The question is what’s best for me, for us?
Is cost alone the reason to make a choice?
Offshore has always been associated with lower cost and so when it comes to financial gains it without doubt will excel both the other options. But are you looking for the cheapest option or are you looking for the best option. If cheapest then you still have multiple choices of a location that you can choose from. Here again you have to make a choice that is sometimes beyond just cost.
Argument: Cost is not necessarily the reason in deciding where to get the work done. In business you don’t buy things because they are cheap.
Can Quality be the benchmark for Choice?
May be, May be not; Define what’s the quality you aim to achieve, Once you do that it might happen that you might have a different point of view.

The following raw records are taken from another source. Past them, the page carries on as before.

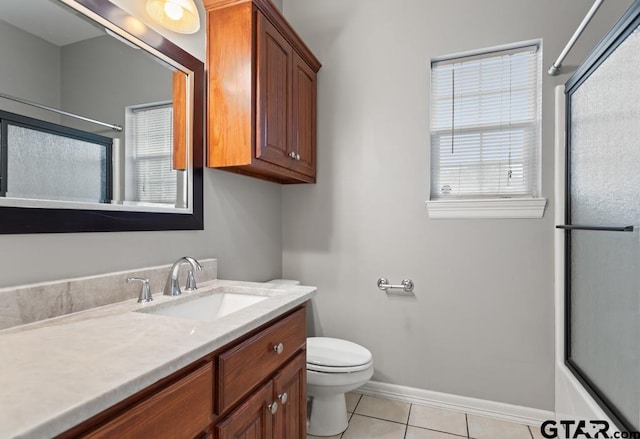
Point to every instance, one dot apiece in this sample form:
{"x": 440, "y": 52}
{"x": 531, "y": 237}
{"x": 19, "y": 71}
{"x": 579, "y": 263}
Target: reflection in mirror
{"x": 89, "y": 121}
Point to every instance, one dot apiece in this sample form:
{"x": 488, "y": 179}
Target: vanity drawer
{"x": 244, "y": 366}
{"x": 181, "y": 410}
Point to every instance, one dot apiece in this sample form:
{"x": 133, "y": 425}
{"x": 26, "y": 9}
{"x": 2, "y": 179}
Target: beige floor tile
{"x": 352, "y": 401}
{"x": 421, "y": 433}
{"x": 363, "y": 427}
{"x": 487, "y": 428}
{"x": 438, "y": 419}
{"x": 536, "y": 433}
{"x": 387, "y": 409}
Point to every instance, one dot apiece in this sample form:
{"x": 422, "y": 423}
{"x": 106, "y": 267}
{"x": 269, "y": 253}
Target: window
{"x": 150, "y": 132}
{"x": 485, "y": 132}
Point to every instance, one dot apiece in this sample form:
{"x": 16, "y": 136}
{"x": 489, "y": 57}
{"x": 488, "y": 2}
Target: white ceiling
{"x": 47, "y": 19}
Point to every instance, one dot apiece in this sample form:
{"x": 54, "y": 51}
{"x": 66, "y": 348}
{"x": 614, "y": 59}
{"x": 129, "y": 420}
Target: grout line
{"x": 448, "y": 433}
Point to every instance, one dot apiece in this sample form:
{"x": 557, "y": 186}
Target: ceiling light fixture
{"x": 176, "y": 15}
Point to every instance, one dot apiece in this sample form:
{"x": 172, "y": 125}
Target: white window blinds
{"x": 154, "y": 176}
{"x": 485, "y": 125}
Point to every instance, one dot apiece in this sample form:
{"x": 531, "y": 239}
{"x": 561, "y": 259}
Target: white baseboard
{"x": 474, "y": 406}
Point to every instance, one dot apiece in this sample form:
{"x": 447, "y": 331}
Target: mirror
{"x": 101, "y": 122}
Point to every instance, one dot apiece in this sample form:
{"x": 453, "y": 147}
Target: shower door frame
{"x": 616, "y": 36}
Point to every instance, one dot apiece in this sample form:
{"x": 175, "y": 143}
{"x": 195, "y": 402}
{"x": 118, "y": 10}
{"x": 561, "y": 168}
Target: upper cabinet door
{"x": 304, "y": 117}
{"x": 273, "y": 128}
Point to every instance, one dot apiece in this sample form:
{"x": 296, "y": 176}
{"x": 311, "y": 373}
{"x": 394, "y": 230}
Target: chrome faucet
{"x": 172, "y": 288}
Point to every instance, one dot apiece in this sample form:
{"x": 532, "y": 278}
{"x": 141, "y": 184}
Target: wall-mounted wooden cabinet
{"x": 262, "y": 93}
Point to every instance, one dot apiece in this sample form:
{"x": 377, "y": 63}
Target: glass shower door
{"x": 602, "y": 240}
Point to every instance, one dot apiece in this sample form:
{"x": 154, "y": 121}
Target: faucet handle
{"x": 145, "y": 292}
{"x": 191, "y": 282}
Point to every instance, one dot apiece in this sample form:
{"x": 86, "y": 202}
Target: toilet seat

There are a few who believe that Onsite brings better quality of delivery than offshore; again debatable, and depends on what quality you envisage to bring into your product
Argument: Quality is very important, but just not strong enough a point to bank as every software fails, though some fail everywhere. You can always improve; process, time and money available is what will define the quality in the end. So again, not the one reason to choose your model
Should Control be your rationale?
Having the group next to you often in the next cubicles where you can call a quick stand up and address the issue then and there and rectify any fall outs. That sounds great and a real boon of having onsite resources. But then how many situations come up that demand blitz stand ups in a work week. If you have too many you have a problem, may be the process, the idea or the team. It is also possible that you are raising your hand for every single sign of doubt when what you should really be doing is give time. You have workarounds for daily stand ups even when the team is distributed, so control is not always about being together, but the knowledge that an option to be in one room if needed is not an impossibility
Argument: Get things done without meeting; and you are sure to get more done in the same time. Being able to control failures does not necessarily guarantee success.
Is there a reason that one can bank on making this choice; the answer is yes.
Market Readiness – The aim to be Market Ready fast and on Budget. This is the only reason a software company is in business and should be the only reason when they decide on anything
You could offshore; for cheap labor and end up with lost time, opportunity and future while saving a few bucks
You could Onshore; feel good the work did not go out side the country and yet be in the same state
You could do onsite; and risk running out of cash and not test enough, launch and then have a disaster
You could also choose to decide what Market Readiness means to you and direct your focus in getting the damn software out in the Market rather than chewing over models, because if you don’t decide what and when to release your product and achieve it as planned, it is not an issue how you do it
Assuming your idea is great, failure is always the failure in being ready on time. If you are market ready faster and cheaper you and your investors will know if your idea is worth putting more into.